Gnollrunner said:
I'll continue to work alone until I find the right folks
Same here, if you give up just because other people let you hang then you're not spending your heartbeat to it.
GeneralJist said:
Was I too harsh?
I don't know anything about your “company” but in a real busines world, even in my country where people can't get fired that easy without a lawsuit, those people would get 2 strikes and then be kicked out of it without consequences for the owner. So no, they had enougth chances and if they give no effort to do their part, they're not worth to drag them with you all the way.
I honestly see a lot of requests recently, especially in the Discord groups I'm in, that just want to be part of the team to have their names in the finished product with limited or even without any knowledge of the position they request for
GeneralJist said:
I'm still trying to figure out what I did wrong
Maybe you should have spend more expertise in the recruitment process or at least have someone on an expert position who can deal with candidates. This is what I do, I felt to often into people who were hired too early and turned out to be more work to get them convinced than the project profits from. So take your time, make an interview with them and tell them what you expect, what tools you use and maybe also a little test task can help. Doesn't need to be something very complex, 10 Minutes and you'll most of the time see how much effort people bring to your project.

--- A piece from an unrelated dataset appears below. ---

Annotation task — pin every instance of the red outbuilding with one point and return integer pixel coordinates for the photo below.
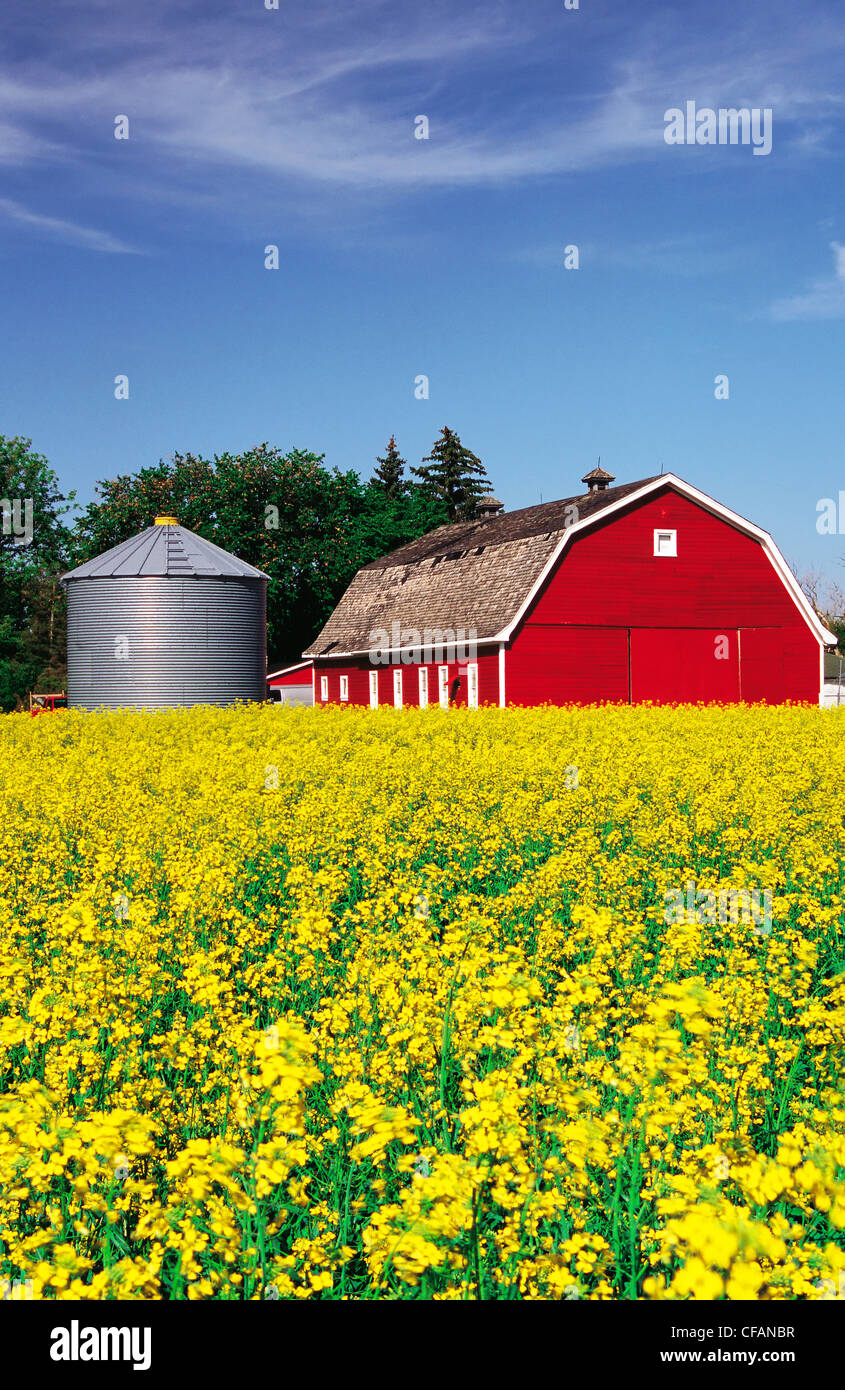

Motivating people can be a realy exhausting task, even in real busines. The key is to have an open ear for your team and offer solutions. Something which doesn't work even in big AAA companies sometimes. This is btw. one of the key tasks of a producer.
Having experts in your team is one of the key goals. Projects don't succeeds without proficient leading in programming, art, level design, game design and so on. Someone must take the head and make decisions. However, decisions have for sure to be communicated and planned with the rest of the team. In my current job, we have product owners, people which are responsible for a single feature area of the game. They have their teams, do planning and their own team meetings. In the project wide communication, they're responsible for keeping the other POs up to date, schedule the workload for their team and manage the feature in order to reach the overal goal
GeneralJist said:
Everyone here are volunteers, but this has never happened to me before
This happened to me more than I liked, from both sides. I can remember of a single indie company which has had several of those issues. People didn't communicate, features were planned and implemented which haven't been communicated, programmer caused code to break because they simply deleted code lines or entire files from the repository and in the end the company owner talked gossip about employees that have left the company while those have left for a reason, missing payments and no willing to give them a contract.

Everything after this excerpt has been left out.